Unfortunately, the research and evaluation field has not consistently taken up this challenge. Though many researchers (and those who employ them) would certainly give lip service to the idea of “participatory evaluation” that involves all stakeholders from the design of the project to its reporting and application, this is more the exception than the norm. In the real world, the costs (whether it is loss of control, expenditure of resources, or the extra time involved) are apparently not viewed as being outweighed by the benefits. This is unfortunate, because the benefits of full partnership of consumers, youth, and families in research and evaluation are significant:
- The range and relevance of topics selected for research and evaluation projects will be increased when consumers, youth, and family members participate in setting the research agenda.
- There will be a greater development of the research base on consumer- and family-driven services and other programs of interest to consumers and families.
- The technical merit of evaluation protocols will be improved when consumers, youths, and families help determine the variables of interest, design interview tools and measures, and participate in “test driving” the protocols from the outset.
- Criteria for success in evaluations will be outcomes that are important to actual consumers, youth, and families.
- Conclusions and interpretations will be more valid when individuals who are grounded in the experiences being studied are partners in the process.
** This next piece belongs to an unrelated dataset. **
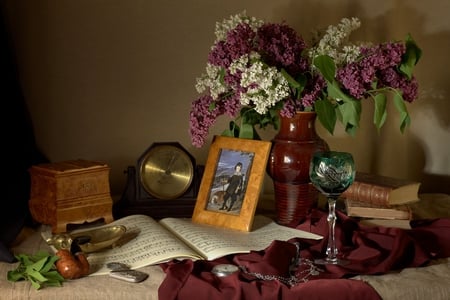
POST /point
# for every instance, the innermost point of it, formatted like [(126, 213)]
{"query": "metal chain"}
[(296, 276)]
- The likelihood that results and findings will be used is enhanced when important stakeholders such as families, youth, and consumers participate throughout the process, and help determine how to disseminate and use the findings.
In Washington State, actively promoting consumers, youth, and family members as evaluators (as part of a team or as independent researchers) is also viewed as a mechanism for achieving the goal of strengthening the consumer and family member infrastructure in the state. Facilitating consumer- and family-driven research will increase their level of expertise, and help transform the mental health system to one in which consumers, youth, and families can partner more fully with administrators, policy makers, and researchers.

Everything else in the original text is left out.